光通信、映像伝送ビジネスの実務者向け専門情報サイト

光通信ビジネスの実務者向け専門誌 - オプトコム

有料会員様向けコンテンツ

GPUの計算性能を最大限活用する組合せ最適化問題の新解法を公開【NTTデータ】

テレコム 無料

1兆探索/秒を超えるアダプティブ・バルク・サーチ

 NTTデータは8月17日、広島大学大学院先進理工系科学研究科(以下:広島大学)の中野浩嗣教授らの研究チームと共同で、組合せ最適化問題の解を高速に探索する新しい計算方式「アダプティブ・バルク・サーチ」を開発したと発表した。
 同計算方式は、二次無制約二値最適化(以下:QUBO)問題の解を、複数のGPU(グラフィクス向けプロセッサ)を用いて効率よく並列に探索する。同計算方式を用いることで、従来の技術では解くことが困難であった様々な問題を効率的に解き、量子コンピュータや次世代アーキテクチャの適用分野を拡張することを目指すという画期的な技術となる。

背景

 近年、量子アニーリングやGPU・FPGAを用いて、組合せ最適化問題を高速に解くアーキテクチャの研究開発が活発に行われている。組合せ最適化問題はさまざまな分野の問題を表現することができるため、問題を高速に計算することが可能になると、多くの社会課題の解決に繋がる。こうした新たなアーキテクチャに対する取り組みは、様々な組合せ最適化問題をQUBO問題という統一的な問題に帰着させて、QUBO問題を高速に解くことを目的としている。
 今回、公開される新解法は、「様々なQUBO問題に柔軟に対応」し、「大規模計算システムの利用により台数に比例した計算速度の向上が可能」という特長を備えている。NTTデータは「この特長により柔軟性と拡張性を兼ね備えた計算が可能となり、特定の問題を一定の速度で解くことにとどまらず、本技術領域の可能性を大きく拡張できるものと考えている」としている。
 NTTデータでは、2019年1月より量子コンピュータ/次世代アーキテクチャ・ラボのサービスを開始し、さまざまな分野における量子コンピュータをはじめとする次世代アーキテクチャの適用検証を進めてきた。今回発表する新解法は、これらの活動から見えてきた適用事例や評価方法および現状の課題をNTTデータが示し、広島大学の有する専門性により解決したものだという。NTTデータは「今後、研究開発を加速し、これまで解くことが困難であった問題を効率的に解くことで、コンピューティングの技術革新による社会課題解決を目指す」としている。

新解法の概要

新解法「アダプティブ・バルク・サーチ」は、複数のアルゴリズムを用いて大量の解からコストが最小となる最適解をGPUで並列に探索する。この解法は、次のような特長を備えている。

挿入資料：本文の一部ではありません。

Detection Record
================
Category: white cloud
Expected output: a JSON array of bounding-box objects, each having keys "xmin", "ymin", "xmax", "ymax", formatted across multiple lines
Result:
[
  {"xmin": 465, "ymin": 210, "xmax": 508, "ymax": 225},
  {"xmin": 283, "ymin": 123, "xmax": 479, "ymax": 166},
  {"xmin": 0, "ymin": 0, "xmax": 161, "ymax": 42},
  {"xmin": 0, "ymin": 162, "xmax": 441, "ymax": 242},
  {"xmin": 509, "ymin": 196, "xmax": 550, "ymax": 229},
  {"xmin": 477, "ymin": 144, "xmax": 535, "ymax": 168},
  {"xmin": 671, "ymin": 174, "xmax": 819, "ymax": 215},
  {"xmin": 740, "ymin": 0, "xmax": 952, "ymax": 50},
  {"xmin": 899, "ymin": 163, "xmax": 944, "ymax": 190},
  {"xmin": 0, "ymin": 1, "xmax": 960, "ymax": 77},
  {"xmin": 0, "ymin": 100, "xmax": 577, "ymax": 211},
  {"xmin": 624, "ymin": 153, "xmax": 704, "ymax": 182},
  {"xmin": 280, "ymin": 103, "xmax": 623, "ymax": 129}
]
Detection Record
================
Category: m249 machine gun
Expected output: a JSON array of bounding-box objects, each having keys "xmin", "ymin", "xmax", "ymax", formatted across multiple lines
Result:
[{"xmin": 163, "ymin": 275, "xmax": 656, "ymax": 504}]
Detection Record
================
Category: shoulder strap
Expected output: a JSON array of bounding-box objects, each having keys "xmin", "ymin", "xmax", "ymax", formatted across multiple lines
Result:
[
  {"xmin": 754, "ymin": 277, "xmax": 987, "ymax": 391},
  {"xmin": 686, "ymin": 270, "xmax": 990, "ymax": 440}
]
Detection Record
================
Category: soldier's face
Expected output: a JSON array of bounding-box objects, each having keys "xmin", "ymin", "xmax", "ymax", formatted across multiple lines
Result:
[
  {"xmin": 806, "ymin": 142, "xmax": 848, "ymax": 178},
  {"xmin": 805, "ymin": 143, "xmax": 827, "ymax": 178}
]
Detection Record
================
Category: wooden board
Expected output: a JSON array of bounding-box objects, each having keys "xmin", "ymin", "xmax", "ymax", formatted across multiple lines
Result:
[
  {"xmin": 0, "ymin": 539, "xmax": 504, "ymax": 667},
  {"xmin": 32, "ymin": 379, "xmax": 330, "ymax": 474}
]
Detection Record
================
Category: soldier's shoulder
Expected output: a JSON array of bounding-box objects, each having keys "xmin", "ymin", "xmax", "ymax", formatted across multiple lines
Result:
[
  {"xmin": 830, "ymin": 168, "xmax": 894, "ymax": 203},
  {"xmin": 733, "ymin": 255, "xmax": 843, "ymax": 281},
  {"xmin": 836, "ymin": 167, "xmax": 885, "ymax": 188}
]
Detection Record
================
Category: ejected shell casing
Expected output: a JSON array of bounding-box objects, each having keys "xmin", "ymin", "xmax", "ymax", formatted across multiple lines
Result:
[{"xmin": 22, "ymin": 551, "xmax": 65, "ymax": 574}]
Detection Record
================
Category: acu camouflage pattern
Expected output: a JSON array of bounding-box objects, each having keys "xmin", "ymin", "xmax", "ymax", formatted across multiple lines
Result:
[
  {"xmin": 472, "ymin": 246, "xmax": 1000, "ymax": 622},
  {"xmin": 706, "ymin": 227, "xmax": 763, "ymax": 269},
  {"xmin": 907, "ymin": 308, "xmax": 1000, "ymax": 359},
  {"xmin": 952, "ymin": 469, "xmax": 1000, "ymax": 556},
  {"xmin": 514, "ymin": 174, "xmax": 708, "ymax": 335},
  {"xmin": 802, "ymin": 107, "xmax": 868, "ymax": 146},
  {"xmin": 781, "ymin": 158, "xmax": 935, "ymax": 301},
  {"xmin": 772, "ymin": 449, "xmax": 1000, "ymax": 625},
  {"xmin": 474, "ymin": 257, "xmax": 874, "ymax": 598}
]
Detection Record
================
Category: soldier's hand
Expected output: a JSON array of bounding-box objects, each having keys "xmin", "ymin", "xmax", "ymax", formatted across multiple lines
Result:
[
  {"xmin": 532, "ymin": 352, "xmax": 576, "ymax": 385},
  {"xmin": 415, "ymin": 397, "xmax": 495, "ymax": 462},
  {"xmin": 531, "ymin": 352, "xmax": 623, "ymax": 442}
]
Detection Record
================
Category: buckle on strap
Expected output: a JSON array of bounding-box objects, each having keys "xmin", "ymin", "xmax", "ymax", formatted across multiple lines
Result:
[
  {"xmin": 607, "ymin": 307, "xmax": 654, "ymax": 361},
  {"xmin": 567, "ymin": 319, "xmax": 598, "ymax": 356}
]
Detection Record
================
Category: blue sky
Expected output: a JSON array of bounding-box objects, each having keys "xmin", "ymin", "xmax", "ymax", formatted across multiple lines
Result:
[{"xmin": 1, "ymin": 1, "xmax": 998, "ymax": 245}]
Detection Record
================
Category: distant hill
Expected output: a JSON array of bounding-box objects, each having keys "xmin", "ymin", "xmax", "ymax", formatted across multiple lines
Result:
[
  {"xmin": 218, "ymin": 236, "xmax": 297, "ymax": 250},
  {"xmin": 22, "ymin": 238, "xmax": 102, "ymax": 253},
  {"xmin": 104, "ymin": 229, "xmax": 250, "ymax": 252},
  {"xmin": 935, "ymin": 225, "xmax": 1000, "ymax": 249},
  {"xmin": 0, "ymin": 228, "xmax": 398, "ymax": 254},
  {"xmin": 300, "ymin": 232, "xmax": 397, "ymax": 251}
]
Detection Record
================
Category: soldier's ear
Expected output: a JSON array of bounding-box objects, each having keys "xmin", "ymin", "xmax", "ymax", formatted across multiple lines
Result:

•探索手法を柔軟に変化させることで、さまざまなQUBO問題に対応することが可能

•より大規模な計算機システムやスーパーコンピュータを用いることで台数に比例した計算速度のスピードアップが可能

•GPUのアーキテクチャの特性を考慮した解の探索手法を設計し、最新のNVIDIA社製GPUを4基搭載した計算サーバで1秒間に1兆を超える解を探索する計算速度を達成

 実験では、最大カット問題、巡回セールスマン問題、ランダム問題に対する「アダプティブ・バルク・サーチ」の高速性を示している。また、現状では、32,768変数のQUBO問題まで扱うことができる。
 同研究成果の詳細は、広島大学の安戸僚汰特任助教が8月17日から8月20日に開催される国際会議International Conference on Parallel Processingで発表するという。

アダプティブ・バルク・サーチの動作イメージ

今後について

 NTTデータは「本解法を活用し、流通、金融、製造分野における諸問題ならびにAI・機械学習の高性能化に取り組んでいく。また、これまで解くことが困難であった問題を効率的に解くことで、エネルギー利用の効率化やスマートな物流網などの、社会課題解決に向けた適用可能性を拡大するとともに、広島大学と共同で本手法のさらなる改善に取り組んでいく」としている。